It was the city home of Margaret McLure, whose politics became fearless after her son was killed in Confederate service in 1862. Union leaders suspected that Pine Lawn, her country estate on Natural Bridge Road (and inspiration for the suburb by that name), was a communication post for rebels. McLure was put on the Belle Memphis.

With her was Eliza Frost, well-to-do wife of rebel Gen. Daniel Frost. Two years before, he had surrendered the pro-Southern Missouri militia in St. Louis to Union Capt. Nathaniel Lyon on the site of today’s St. Louis University. Moments later, 28 civilians and seven Union soldiers were killed in a riot on Olive Street. Frost headed south.

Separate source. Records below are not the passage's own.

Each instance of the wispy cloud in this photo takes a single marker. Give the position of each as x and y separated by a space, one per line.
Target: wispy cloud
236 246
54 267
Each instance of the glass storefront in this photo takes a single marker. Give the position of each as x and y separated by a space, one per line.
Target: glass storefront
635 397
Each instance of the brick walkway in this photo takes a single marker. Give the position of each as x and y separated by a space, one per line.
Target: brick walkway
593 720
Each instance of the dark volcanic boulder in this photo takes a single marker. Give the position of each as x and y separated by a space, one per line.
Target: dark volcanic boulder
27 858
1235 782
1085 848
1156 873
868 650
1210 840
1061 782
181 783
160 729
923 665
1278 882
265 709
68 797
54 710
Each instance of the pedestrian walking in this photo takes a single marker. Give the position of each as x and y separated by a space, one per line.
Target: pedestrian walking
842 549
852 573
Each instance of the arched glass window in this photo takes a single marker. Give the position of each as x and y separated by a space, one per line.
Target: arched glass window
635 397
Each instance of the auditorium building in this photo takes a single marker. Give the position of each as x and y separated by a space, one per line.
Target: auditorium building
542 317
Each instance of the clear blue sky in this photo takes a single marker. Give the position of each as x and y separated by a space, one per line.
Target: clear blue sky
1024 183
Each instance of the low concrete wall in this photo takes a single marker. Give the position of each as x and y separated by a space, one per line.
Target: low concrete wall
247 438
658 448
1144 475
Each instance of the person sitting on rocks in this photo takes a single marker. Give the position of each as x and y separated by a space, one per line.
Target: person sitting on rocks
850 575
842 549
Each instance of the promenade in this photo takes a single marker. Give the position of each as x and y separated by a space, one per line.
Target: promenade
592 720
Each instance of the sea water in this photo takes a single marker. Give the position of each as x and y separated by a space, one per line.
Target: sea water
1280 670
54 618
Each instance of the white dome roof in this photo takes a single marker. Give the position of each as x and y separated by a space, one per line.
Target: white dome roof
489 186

Also on the Belle Memphis was Lucie Nicholson, a proud secessionist who wrote, “God only knows what is before us, but the minds of all Southerners are made up to endure everything with cheerfulness, except defeat.”

The Missouri Democrat, a pro-Lincoln local newspaper, published her words on banishment day. It also praised the forced removal of prominent people “who have persisted in cherishing the most bitter hostility to the Government.”

The banished ones debarked at Memphis and were taken to the Confederate line at Holly Springs, Miss. They rode in Union ambulances stained by blood.

After the war, McLure returned to St. Louis and became a founding leader of the United Daughters of the Confederacy. The Frosts also came home, but Eliza died in 1872. Frost remarried and had a daughter, Harriet, who donated $1 million to St. Louis University in 1960.

That same year, a statue of Capt. Lyon was banished from what became the university’s “Frost Campus” east of Grand Boulevard. The statue is now in Lyon Park, near the Anheuser-Busch brewery.